March 31, 2019

A long while back, I experimented with making a Go web server behave differently based on its heap utilization. I used runtime.ReadMemStats, but I didn’t run ReadMemStats on every request because it stops the world.

More recently, I started getting curious about logging memory utilization, against a production system, where we found that it was important to see the memory in use for each and every web request. I thought back to my old friend ReadMemStats, but I was frightened of stopping the world.
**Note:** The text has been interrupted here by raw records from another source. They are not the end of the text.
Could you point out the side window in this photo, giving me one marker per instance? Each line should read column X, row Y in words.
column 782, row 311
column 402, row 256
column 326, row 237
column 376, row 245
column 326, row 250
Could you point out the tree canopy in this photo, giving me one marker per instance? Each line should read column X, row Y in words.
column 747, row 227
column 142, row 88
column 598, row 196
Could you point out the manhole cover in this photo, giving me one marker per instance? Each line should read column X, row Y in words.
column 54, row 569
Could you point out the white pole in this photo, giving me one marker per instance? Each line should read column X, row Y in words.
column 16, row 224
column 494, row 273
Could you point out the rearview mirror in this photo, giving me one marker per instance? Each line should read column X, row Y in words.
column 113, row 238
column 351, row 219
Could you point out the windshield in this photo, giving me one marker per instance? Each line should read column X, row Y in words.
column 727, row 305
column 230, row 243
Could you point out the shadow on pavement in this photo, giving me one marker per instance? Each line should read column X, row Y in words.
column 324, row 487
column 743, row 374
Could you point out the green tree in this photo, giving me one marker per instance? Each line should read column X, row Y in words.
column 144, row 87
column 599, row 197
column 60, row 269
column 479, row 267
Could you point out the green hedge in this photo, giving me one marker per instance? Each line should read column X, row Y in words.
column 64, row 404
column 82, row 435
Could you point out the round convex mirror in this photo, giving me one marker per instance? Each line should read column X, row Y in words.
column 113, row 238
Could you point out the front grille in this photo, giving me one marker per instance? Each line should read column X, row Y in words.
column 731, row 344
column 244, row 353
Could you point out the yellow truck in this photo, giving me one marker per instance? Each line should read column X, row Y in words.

I also found Go’s pprof.Lookup("heap"), which, I think, tells you some interesting information about the state of the heap the last time the garbage collector ran. I thought it would be interesting to compare the two.

Benchmark in Isolation

The first thing I did was write a naïve benchmark of the two methods, available here: https://github.com/agocs/goMemProfileTester/blob/master/mem_test.go

It should be noted that my Go version is go1.11.5 darwin/amd64

The results surprised me.

go test -bench=.
goos: darwin
goarch: amd64
pkg: github.com/agocs/goMemProfileTester
BenchmarkMemstats-8    	  100000	     13966 ns/op
BenchmarkPProfHeap-8   	   10000	   1453765 ns/op
PASS
ok  	github.com/agocs/goMemProfileTester	16.125s

runtime.ReadMemStats stabilized at about 14μs per operation, while pprof.Lookup("heap") stabilized at 1.4ms, just about 100x slower!

However, I realize that a benchmark doesn’t reflect the complexities of multiple goroutines stopping the world on top of one another. I’d need to write a webserver to simulate this properly.

#Heavily Loadded Webserver

So I wrote a webserver that Does Stuff: https://github.com/agocs/goMemProfileTester/blob/master/main.go

It fills a slice with some number of randomly generated float64s, and then sorts them. I figured that was a good combination of memory intensive and CPU intensive work.

I used the Vegeta tool for load testing. The exact command was:

echo "GET <http://localhost:8080/readMem$N/>" | vegeta attack -duration 10s | vegeta report

where $N is one of 0, 1, or 2, corresponding to Control, ReadMemStats, or pprof.Lookup.

Vegeta launches 50 requests per second against the endpoint for 10 seconds, and then generates a report on the results.

Preliminary results were promising!